Fernando Pessoa, L’éducation du stoïcien, Christian Bourgois éditeur, 2000, p. 30.

Pasolini: mass media

« Ainsi, tandis que dans un coin la culture de haut niveau devient de plus en plus raffinée et réservée à quelques-uns, ces “quelques-uns” deviennent, fictivement, nombreux : ils deviennent “masse”. C’est le triomphe du “digest”, de l’”illustré” et, surtout, de la télévision. Le monde déformé par ces moyens de diffusion, de culture, de propagande, devient de plus en plus irréel : la production en série, y compris des idées, le rend monstrueux.
Le monde des magazines, du lancement à échelle mondiale des produits, même humains, et un monde qui tue. »

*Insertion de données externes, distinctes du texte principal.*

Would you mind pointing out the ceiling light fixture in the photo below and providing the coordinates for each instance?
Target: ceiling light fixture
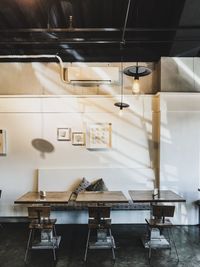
(121, 104)
(136, 72)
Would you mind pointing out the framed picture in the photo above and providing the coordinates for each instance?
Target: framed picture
(2, 142)
(99, 136)
(78, 138)
(64, 134)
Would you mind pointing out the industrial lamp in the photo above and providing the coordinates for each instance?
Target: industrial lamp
(121, 104)
(136, 72)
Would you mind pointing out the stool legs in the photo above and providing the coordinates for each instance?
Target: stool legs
(112, 247)
(87, 245)
(28, 244)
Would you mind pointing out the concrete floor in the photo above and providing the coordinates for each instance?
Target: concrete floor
(129, 252)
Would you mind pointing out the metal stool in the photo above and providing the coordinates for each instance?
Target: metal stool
(41, 222)
(99, 220)
(158, 224)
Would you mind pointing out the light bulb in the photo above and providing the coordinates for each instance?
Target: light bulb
(136, 86)
(120, 112)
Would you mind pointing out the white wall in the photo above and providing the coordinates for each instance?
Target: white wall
(28, 118)
(180, 150)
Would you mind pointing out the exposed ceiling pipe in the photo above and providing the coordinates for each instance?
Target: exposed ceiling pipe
(62, 68)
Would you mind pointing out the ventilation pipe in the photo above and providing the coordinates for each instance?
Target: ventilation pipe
(62, 68)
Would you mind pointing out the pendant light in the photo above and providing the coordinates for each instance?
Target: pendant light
(136, 72)
(121, 104)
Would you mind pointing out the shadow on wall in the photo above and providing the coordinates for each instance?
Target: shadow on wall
(43, 146)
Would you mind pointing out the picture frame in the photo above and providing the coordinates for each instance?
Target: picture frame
(2, 142)
(99, 136)
(63, 134)
(78, 138)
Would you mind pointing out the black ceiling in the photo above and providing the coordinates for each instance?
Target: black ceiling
(100, 30)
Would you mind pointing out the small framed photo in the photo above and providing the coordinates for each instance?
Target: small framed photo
(64, 134)
(78, 138)
(99, 136)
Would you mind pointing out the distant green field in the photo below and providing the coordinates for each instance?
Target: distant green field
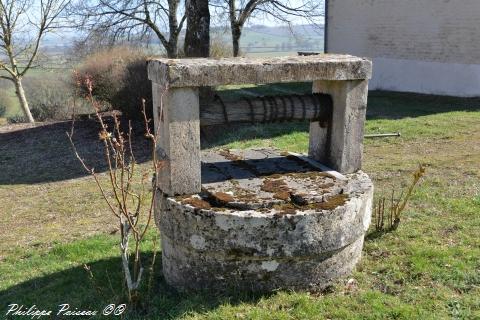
(13, 107)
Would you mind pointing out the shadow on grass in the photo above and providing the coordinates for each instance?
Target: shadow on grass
(75, 287)
(44, 154)
(398, 105)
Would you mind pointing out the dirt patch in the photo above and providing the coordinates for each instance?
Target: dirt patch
(229, 156)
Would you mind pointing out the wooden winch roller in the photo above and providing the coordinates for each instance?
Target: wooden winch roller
(267, 109)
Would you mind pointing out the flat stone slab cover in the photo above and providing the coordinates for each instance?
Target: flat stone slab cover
(264, 221)
(213, 72)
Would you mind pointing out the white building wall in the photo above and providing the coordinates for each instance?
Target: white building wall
(426, 46)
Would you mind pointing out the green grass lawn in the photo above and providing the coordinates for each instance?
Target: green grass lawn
(54, 223)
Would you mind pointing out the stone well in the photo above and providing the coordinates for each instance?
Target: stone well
(261, 220)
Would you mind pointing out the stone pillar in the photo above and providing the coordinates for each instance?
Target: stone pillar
(340, 143)
(178, 132)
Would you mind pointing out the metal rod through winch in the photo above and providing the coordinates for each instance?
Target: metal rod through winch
(267, 109)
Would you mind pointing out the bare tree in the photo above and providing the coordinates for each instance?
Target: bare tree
(239, 11)
(134, 19)
(197, 36)
(18, 52)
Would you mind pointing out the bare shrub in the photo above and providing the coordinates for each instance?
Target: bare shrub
(120, 78)
(389, 219)
(127, 192)
(220, 48)
(51, 97)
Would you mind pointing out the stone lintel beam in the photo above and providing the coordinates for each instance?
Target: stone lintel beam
(200, 72)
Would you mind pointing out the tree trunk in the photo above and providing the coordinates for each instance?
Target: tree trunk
(23, 100)
(197, 36)
(236, 34)
(172, 50)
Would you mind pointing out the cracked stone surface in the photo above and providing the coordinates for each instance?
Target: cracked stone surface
(263, 221)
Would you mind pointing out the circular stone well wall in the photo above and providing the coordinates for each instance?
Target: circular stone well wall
(282, 224)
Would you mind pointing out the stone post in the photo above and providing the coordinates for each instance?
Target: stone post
(340, 143)
(178, 132)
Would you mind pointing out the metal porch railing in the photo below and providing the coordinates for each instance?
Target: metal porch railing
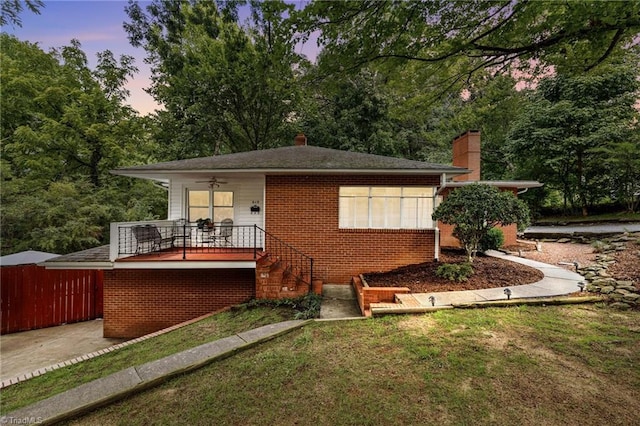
(189, 238)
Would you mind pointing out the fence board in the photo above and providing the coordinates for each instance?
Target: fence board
(33, 297)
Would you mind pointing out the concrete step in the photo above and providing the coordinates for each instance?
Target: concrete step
(338, 291)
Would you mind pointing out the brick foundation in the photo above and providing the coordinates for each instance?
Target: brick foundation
(138, 302)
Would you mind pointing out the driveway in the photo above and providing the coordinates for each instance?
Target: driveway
(28, 351)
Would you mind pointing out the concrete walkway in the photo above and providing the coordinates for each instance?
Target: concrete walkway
(556, 282)
(603, 229)
(38, 351)
(116, 386)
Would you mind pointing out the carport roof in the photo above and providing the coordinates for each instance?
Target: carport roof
(28, 257)
(96, 257)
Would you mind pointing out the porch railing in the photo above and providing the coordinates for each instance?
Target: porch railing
(290, 258)
(136, 238)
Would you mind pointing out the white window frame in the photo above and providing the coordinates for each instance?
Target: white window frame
(366, 198)
(211, 205)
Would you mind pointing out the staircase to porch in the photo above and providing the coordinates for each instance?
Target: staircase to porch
(276, 279)
(283, 271)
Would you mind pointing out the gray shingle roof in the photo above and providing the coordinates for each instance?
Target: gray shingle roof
(294, 158)
(26, 258)
(92, 255)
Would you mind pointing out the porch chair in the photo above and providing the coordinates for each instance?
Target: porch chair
(226, 231)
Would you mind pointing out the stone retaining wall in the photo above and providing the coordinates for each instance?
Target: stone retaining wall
(623, 294)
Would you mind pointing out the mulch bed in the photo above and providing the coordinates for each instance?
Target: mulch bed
(489, 272)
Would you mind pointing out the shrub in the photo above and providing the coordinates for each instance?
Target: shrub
(492, 240)
(455, 271)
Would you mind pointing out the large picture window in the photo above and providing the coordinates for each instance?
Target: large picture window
(216, 205)
(379, 207)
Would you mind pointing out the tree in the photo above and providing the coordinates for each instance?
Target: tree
(464, 37)
(225, 88)
(567, 122)
(475, 209)
(623, 161)
(64, 126)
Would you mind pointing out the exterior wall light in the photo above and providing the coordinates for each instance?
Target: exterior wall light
(507, 291)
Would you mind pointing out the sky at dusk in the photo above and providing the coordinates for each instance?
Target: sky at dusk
(98, 27)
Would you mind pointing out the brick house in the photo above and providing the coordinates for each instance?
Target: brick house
(280, 220)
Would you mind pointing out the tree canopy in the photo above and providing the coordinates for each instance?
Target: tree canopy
(64, 127)
(462, 38)
(225, 87)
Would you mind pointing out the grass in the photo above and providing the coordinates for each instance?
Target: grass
(518, 365)
(207, 330)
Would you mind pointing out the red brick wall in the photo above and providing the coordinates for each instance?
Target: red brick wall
(138, 302)
(303, 211)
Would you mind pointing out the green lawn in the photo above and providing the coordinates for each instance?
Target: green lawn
(504, 366)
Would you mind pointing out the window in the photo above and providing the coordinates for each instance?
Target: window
(386, 207)
(202, 204)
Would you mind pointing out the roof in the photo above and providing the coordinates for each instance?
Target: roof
(498, 183)
(292, 159)
(97, 257)
(26, 258)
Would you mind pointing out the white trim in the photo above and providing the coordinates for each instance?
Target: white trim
(77, 265)
(186, 264)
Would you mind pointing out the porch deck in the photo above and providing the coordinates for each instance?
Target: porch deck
(197, 254)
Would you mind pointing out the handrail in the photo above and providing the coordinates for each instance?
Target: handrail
(154, 236)
(296, 262)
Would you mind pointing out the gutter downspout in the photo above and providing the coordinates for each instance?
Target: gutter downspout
(443, 184)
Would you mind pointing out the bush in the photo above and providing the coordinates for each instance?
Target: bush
(492, 240)
(455, 271)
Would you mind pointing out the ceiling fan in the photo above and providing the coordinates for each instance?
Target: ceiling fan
(213, 182)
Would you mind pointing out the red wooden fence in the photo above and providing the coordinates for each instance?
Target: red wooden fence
(34, 297)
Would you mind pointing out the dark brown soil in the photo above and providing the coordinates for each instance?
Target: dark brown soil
(489, 272)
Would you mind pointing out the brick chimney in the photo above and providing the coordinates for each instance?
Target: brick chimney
(466, 153)
(300, 140)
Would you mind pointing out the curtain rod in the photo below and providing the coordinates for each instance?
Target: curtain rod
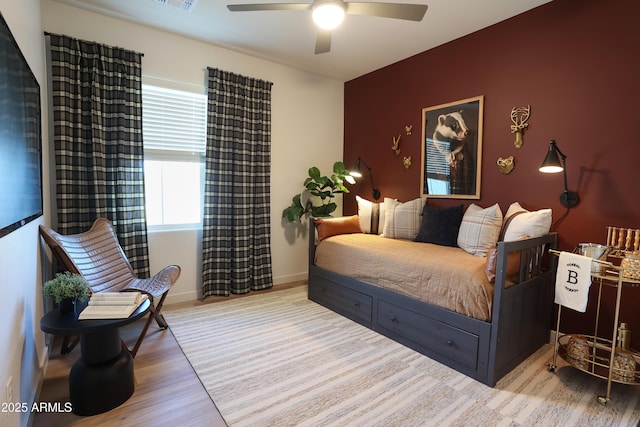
(47, 33)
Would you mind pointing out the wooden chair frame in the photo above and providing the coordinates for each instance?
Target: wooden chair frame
(97, 256)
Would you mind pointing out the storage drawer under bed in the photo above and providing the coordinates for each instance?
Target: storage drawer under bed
(348, 302)
(453, 343)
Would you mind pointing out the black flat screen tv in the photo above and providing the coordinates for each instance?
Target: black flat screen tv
(20, 137)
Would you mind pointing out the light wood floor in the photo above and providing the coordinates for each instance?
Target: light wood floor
(168, 392)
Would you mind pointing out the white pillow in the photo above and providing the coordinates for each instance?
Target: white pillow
(531, 224)
(371, 215)
(402, 220)
(480, 229)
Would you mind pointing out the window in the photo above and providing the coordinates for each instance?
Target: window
(174, 132)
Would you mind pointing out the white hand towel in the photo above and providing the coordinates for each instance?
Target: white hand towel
(573, 280)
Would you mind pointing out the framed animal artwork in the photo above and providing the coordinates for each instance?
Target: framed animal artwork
(452, 149)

Pier Paolo Pasolini, La Rage, Édition Nous, 2014, p. 18.

Racamier: la souffrance

« [La souffrance de mes malades est] un vide qui stérilise alentour, un vide qui centrifuge, qui expulse, qui essaime, se multiplie: un vide empli d’anti-matière psychique, travaillant à ronger, à dilacérer, à stupéfier, travaillant à détruire la vie de la psyché. »

Paul-Claude Racamier dans l’introduction de son livre De Psychanalyse en Psychiatrie.

 

Arrabal: se nourrir de la souffrance

FERNANDO ARRABAL

(1932)

LETTRE AUX SAVANTS DU MONDE ENTIER

Messieurs,

Avant de mourir, je tiens à vous faire une révélation importante, afin que vous puissiez prendre les mesures qui s’imposent.

J’ai subi une opération qui m’a causé de très vives douleurs. Au moment où je souffrais le plus, je suis par­venu à identifier des êtres immatériels. J’ai pu vérifier que ces êtres se « nourrissaient » de mes souffrances. Je suis arrivé, après de multiples expériences, à la conclu­sion suivante : ces êtres vivent dans notre entourage et, par pur instinct de conservation, ils tendent à provoquer des souffrances chez les hommes. Pour y parvenir, ils essaient d’augmenter tant nos détresses morales que nos souffrances physiques.

Parfois, quand, enfermé dans ma chambre, je réussis à voir ma pensée (c’est une masse d’eau qui flotte), et mon espoir (c’est une main coupée), j’aperçois aussi ces êtres immatériels : ils ressemblent à des mouchoirs de papier (kleenex) qui volent.

J’espère que, grâce à mes observations, vous vous trouverez bientôt en mesure de lutter contre ce terrible fléau de l’humanité.

Veuillez agréer, Messieurs, mes salutations distinguées.

 

Jean Orizet, Les poètes et le rire, Le cherche Midi éditeur, 1998, p. 19.

Agamben: la langue

« Avant même la nécessité économique et le développement technologique, ce qui pousse les nations de la terre vers un unique destin commun c’est l’aliénation de l’être linguistique, le déracinement de chaque peuple de sa demeure vitale dans la langue. … La politique contemporaine est cet experimentum linguae dévastateur, qui désarticule et vide sur l’ensemble de la planète traditions et croyances, idéologies et religions, identités et communautés. »

Giorgio Agamben, Moyens sans fins, Rivages Poche, 1995.

Adrienne Monnier : spéculation

« On ne se méfiera jamais assez de la spéculation. Ses principes ne sont pourtant pas tous mauvais ; il y a dedans des grains d’intelligence et de courage. Mais c’est pernicieux parce que le passé fait défaut. L’objet de spéculation n’a pas de passé (…) Risquerai-je cette comparaison : la spéculation c’est quelqu’un qui avale à grandes bouchées sans mâcher et qui vomit presque aussitôt. »

Adrienne Monnier, 1938, citée in Adrienne Monnier Éternelle Libraire, La Maison des Amis des Livres, Paris, 2010.